Granulocyte transfusion therapy

Introduction

Granulocytes are a type of white blood cells that are characterized by the presence of specific granules in their cytoplasm. The four types of granulocytes are basophils, eosinophils, neutrophils, and mast cells. Of these four types, the most abundant is neutrophils which comprise approximately 60% of the nucleated cells in the bone marrow and bloodstream (1). They have a circulating half-life of 6–8 hours in the blood (1). This review article will focus on neutrophil granulocytes.

Neutrophils play a central role in rapidly activating the innate immune system to clear invading bacteria and fungi. The key neutrophil functions that allow them to neutralize foreign invaders include phagocytosis, chemotaxis, enzyme/peptide secretion, cytokine/chemokine production, and reactive oxygen species production. The primary (azurophilic) granules found in immature cells contain proteins that kill bacteria and stimulate phagocytosis of IgG antibody-coated bacteria (2). The secondary (specific) granules found in mature cells contain compounds that are involved in the formation of toxic oxygen species, lysozyme, and lactoferrin (3). The significance of neutrophils in immune system homeostasis is exemplified by the significant morbidity associated with iatrogenic neutropenia caused by chemotherapy or cytotoxic drugs (1).

Granulocyte transfusions are indicated for patients with severe neutropenia characterized by an absolute neutrophil count (ANC) less than 500/µL, fever for 24–48 hours with persistent morbidity, documented bacterial or fungal infection unresponsive to antimicrobial therapy and a reasonable hope of marrow recovery (4).

Apheresis granulocytes are not licensed products by the United States Food and Drug Administration so no published regulations exist.
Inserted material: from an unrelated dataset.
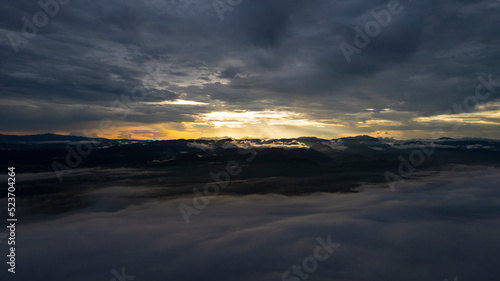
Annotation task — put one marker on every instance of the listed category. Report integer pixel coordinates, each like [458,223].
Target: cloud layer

American Association of Blood Banks has published standards for granulocytes that require the red blood cell (RBC) content in apheresis granulocytes to be ABO and crossmatch compatible with the recipient’s plasma unless there are fewer than 2 mL of RBCs and to have a minimum of 1×10¹⁰ granulocytes in at least 75% of the units tested unless they are prepared for neonates (4).

Leukapheresis granulocytes

Granulocytes are collected using a leukapheresis procedure after the donor is stimulated with an adrenal corticosteroid such as dexamethasone and/or granulocyte-colony stimulating factor (G-CSF). In the absence of stimulation, healthy donors possess low levels of circulating granulocytes. Granulocyte products collected by apheresis from unstimulated donors have yields between 0.1 and 1×10¹⁰ granulocytes which are not typically sufficient to cause significant changes in the patient (4,5). Studies have shown that the dose of granulocytes administered is a very important factor for patients to receive any benefit. This is one of the biggest challenges for granulocyte transfusions because the normal human circulating neutrophil pool is 30×10⁷/kg and the daily therapeutic dose suggested by canine experiments is >15×10⁷/kg (6).

When donors are stimulated for 8–16 hours prior to donation with dexamethasone and/or G-CSF, leukapheresis yields have been as high as 4×10¹⁰–8×10¹⁰ or more, depending on the G-CSF dose and administration schedule (4,7-10). Products collected from donors stimulated with steroids alone contain less granulocytes (1×10¹⁰–2.5×10¹⁰) than products collected from donors stimulated with both steroids and G-CSF (4,7-9).

Corticosteroids enhance granulocyte collection yields by increasing marrow release of granulocytes, decreasing granulocyte efflux from the blood and reducing the circulating lymphocyte count (6,11). The typical dose used is 8mg taken by mouth 12–24 hours prior to leukapheresis. This is associated with few and tolerable side effects (6,12).

G-CSF is a glycoprotein secreted by various cells such as bone marrow stromal cells, macrophages, fibroblasts and endothelial cells that induces the bone marrow to produce neutrophilic granulocytes (6,13). G-CSF stimulates the proliferation and differentiation of neutrophil colony-forming cells and alters several functions of mature neutrophils when tested in vitro (13,14). The clinical use of G-CSF has led to few reported side effects which include bone pain, headache, fatigue, nausea and occasionally fever. This excellent safety profile has encouraged its use in healthy donors; however, concerns remain (6). Leukostasis, potential thromboembolic complications, splenomegaly and splenic rupture are among the concerns raised. A single dose of G-CSF required for mobilization and collection of granulocytes should theoretically pose no significant risk for these adverse effects but it may be prudent to limit the age of donors and exclude those with known vascular, inflammatory or autoimmune disease (6,15).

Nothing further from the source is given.